The efficiency of HALP score, neutrophil-lymphocyte ratio, and platelet-lymphocyte ratio in predicting mortality in intensive care patients

Objective: The HALP Score, which is a combination of hemoglobin, albumin, lymphocytes, and platelets, is a new index that shows nutritional status and systemic inflammation, provides information about patient prognosis. In this study, we aimed to investigate the relationship of HALP score, platelet-lymphocyte ratio (PLR), neutrophil-lymphocyte ratio (NLR) and with poor prognosis in intensive care patients.
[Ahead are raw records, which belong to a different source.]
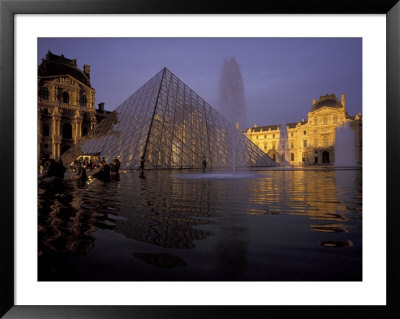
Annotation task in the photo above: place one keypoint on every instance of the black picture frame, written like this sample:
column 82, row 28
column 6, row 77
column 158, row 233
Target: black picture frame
column 9, row 8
Material and Method: Our study was designed retrospectively on patients admitted from the emergency department (ED) to the intensive care unit (ICU). HALP scores, PLR and NLR values were calculated from the hemoglobin, albumin, lymphocyte, platelet and neutrophil values taken from the patients within 24 hours. One-week and three-month mortality were determined as poor outcomes. The relationship between results and poor outcomes was investigated. Results: A total of 250 patients were included in the study. The median age of the patients was 72.5%, and 43.6% (n=109) were female. When the variables between survivors and non-survivors were compared, NLR was found to be significantly higher in non-survivors. In addition, there was a significant difference between the two groups in terms of both one-week and three-month mortality regarding age, albumin, lymphocyte, and thrombocyte values. When we analyzed the diagnostic performances of HALP Score, NLR, and PLR for one-week and three-month mortality, only NLR showed significant diagnostic performance. The optimal cut-off point for NLR for both one-week and three-month mortality was 8.22 (for one-week mortality: AUC=0.598, p=0.007; for three-month mortality: AUC=0.592, p=0.011). Conclusion: It was observed that the HALP score was not an effective parameter in predicting prognosis in intensive care patients. It is thought that NLR has a significant relationship with one-week and three-month mortality and can be used as an effective parameter in the prediction of prognosis in intensive care patients.